Last week I said this: Judging a person's character is different than judging that person's poetry. One should have no bearing on the other.
Today, after meeting poetic racism up-close and personal, I'm printing a public retraction.
I was wrong. It should have a bearing. We are morally responsible for what we write, for what we print, for what we publish, for where we publish, for who we publish and we are morally responsible for making the reasons for our choices known.
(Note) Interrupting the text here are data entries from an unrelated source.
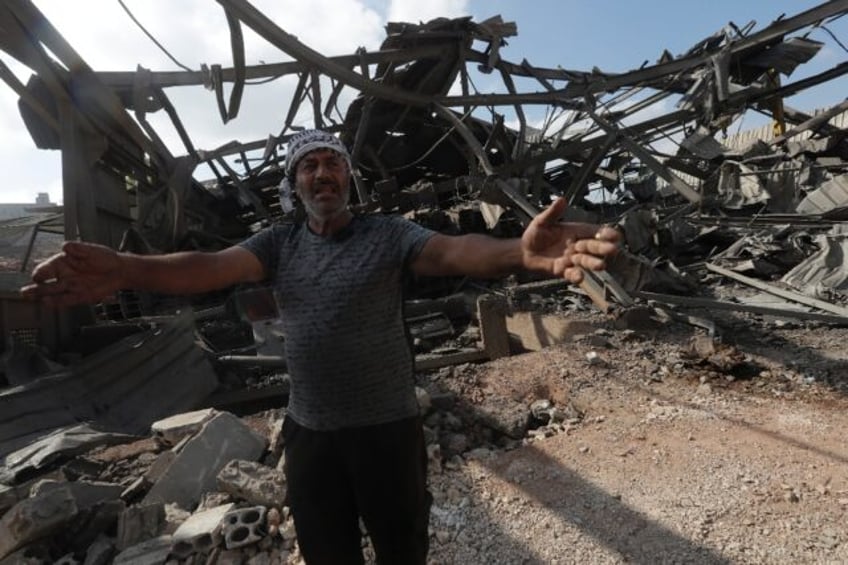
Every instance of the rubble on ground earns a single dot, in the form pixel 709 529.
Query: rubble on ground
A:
pixel 104 456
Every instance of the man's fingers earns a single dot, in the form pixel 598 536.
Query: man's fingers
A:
pixel 607 233
pixel 599 247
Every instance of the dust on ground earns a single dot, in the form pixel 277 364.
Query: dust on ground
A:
pixel 672 447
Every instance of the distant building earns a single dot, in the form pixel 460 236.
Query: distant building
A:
pixel 13 211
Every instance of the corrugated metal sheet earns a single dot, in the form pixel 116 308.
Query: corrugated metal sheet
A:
pixel 122 388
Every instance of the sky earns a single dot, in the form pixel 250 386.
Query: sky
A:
pixel 612 35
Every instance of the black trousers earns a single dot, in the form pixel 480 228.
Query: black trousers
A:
pixel 378 473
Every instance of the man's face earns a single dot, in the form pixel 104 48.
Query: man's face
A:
pixel 322 180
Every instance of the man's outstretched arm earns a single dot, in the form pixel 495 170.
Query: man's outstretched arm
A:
pixel 84 273
pixel 547 245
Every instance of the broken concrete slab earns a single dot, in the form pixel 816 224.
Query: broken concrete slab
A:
pixel 35 518
pixel 253 482
pixel 171 430
pixel 537 330
pixel 195 468
pixel 138 523
pixel 150 552
pixel 201 532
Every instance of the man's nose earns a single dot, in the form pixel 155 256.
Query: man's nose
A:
pixel 322 171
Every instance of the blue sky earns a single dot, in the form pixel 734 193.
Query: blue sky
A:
pixel 614 36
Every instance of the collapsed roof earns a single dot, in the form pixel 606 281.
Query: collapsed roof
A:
pixel 424 141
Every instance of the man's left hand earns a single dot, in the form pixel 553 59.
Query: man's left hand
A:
pixel 564 249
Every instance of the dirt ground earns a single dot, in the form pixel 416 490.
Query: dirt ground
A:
pixel 666 450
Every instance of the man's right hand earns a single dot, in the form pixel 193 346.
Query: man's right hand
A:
pixel 82 273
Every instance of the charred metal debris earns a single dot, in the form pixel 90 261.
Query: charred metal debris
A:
pixel 713 221
pixel 648 150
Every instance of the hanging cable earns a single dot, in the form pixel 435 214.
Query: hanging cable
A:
pixel 153 39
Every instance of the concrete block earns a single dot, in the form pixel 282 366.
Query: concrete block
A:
pixel 100 552
pixel 196 466
pixel 35 518
pixel 86 493
pixel 30 555
pixel 139 523
pixel 201 532
pixel 253 482
pixel 151 552
pixel 244 526
pixel 169 431
pixel 491 312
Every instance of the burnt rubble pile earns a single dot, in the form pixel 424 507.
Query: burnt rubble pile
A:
pixel 714 224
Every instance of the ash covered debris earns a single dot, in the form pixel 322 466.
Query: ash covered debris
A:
pixel 747 223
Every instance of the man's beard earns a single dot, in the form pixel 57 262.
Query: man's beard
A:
pixel 313 211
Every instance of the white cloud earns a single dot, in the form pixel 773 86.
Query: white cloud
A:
pixel 420 11
pixel 194 32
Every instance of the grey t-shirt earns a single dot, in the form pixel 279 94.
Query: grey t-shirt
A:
pixel 341 308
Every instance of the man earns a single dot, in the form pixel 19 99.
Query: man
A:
pixel 354 444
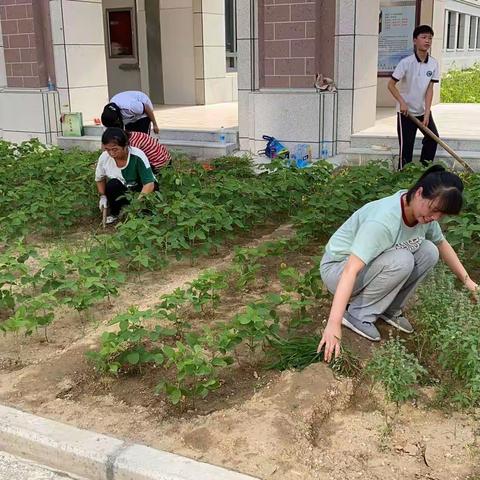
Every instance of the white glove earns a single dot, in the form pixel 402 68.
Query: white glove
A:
pixel 102 202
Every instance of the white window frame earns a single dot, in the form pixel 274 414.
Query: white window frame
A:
pixel 459 16
pixel 447 14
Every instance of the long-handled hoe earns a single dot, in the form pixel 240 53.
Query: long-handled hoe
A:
pixel 446 147
pixel 104 217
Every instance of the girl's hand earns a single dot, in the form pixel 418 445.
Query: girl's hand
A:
pixel 331 339
pixel 473 287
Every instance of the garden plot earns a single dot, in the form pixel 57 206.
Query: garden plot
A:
pixel 179 349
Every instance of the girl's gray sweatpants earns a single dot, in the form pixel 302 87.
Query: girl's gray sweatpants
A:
pixel 384 285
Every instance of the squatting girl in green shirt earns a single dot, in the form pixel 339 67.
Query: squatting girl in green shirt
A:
pixel 375 260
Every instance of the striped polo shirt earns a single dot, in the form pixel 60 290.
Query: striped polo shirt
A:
pixel 157 154
pixel 414 77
If we print the poetry of a known Nazi-sympathizer, if we print the poetry of a Holocaust denier, of a racist, of a bigot, if we give these people praise or even acknowledgement, if we give them even an inch of publicity - we give them a platform and we give them power. By publishing them, by bestowing awards on them, we give the rest of the world a chance to meet them and to embrace them. By virtue of our open-mindedness and our appreciation of art and by our own "acceptance" we make them acceptable.
By admitting them into our magazines and our publishing houses, we send the message to the rest of the world that we approve, not only of their poetry, but also of their beliefs - because, in the eyes of the world, it is damn near impossible to separate the heart of a poet from the heart of his poem.
If we do not speak up and tell the world what we feel we share responsibility for what happens as a result of our silence.
For anyone who thinks editors are not morally (and sometimes legally) responsible for what happens as a result of what they publish, I'd suggest reading up on Julius Streicher.